Snow is only positive under extremely rarefied, specific conditions; it's very unlikely that all of these conditions will occur simultaneously. Here are those conditions:
1) You are at home.
2) You are possessed of an unobstructed view by which you might, palms on chin, contemplate thousands of snowflakes tumbling to Earth for an extended period of time.
3) You are feeling hale and hearty.
4) There is plenty of food at hand, and stuff you want to read or watch on television.
5) You do not have to leave your domicile, or really want to.
6) There is adequate heat available.
7) You are not working from home.
8) You are not worried about anything.
9) You are not mildly depressed.
Unless you are seven years old, these stars will not align for you; no one reading this article is under the age of 15, so, you know what? Fuck snow, seriously.
Snow is fun for about five minutes, then I'm over it. For those five minutes I'm stunned silent by the miracle of freeze-dried precipitation, then it's on to some other distraction or problem until I have to go outside. It snowed up here the other day for a good long while, kind of leveled off, and then turned to rain. All of this coincided with an all-encompassing personal exhaustion, body aches, and an upset stomach, which may have curdled my fascination for this change in the weather, which came bundled with cuttingly low temperatures.
Snow is neat to look at, but not to trudge through, as I did when I wandered downtown at lunch to grab some essentials at CVS because unless there was some emergency there was no way I was cleaning off my car (since moving back north I haven't acquired a scraper). It's hard to see, which has the effect of rolling back whatever pedestrians achieve via wintry weather because what's forcing drivers to check their speed is forcing you to check yours. There is a definite pedestrian-walking-in-snow-humor, though, which is where everyone is squinting and stiff and pinched, moving a measured swiftness but gingerly, too, because nobody wants to be out there longer than they have to but nobody wants to fall and break a hip, either; I found this amusing until I realized that I probably looked the same way to everyone I was passing. From a middle distance, snow makes everybody look like a hobo, desperate and hunched.

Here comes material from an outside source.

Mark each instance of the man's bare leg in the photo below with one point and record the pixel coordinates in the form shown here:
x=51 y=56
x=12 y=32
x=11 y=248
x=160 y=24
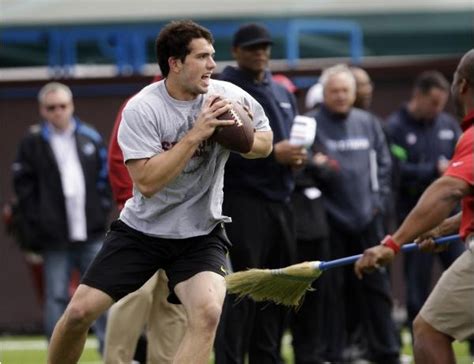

A couple of hours later, the rain showed up, transforming the act of going anywhere from a cautious novelty into an act of fool-heartiness, because of how insanely cold it was. Hulking dump trucks spilled salt all over the side streets, and rain turned that fresh, powder snow into gross gray puddles of sludge. Perhaps my loathing of snow is tied, in part, to the realization that eventually it will disappear, in some cases far more quickly than in others, leaving behind a messy reminder of the purity and promise it seemed to carry with it, at first. A lot like so much of life.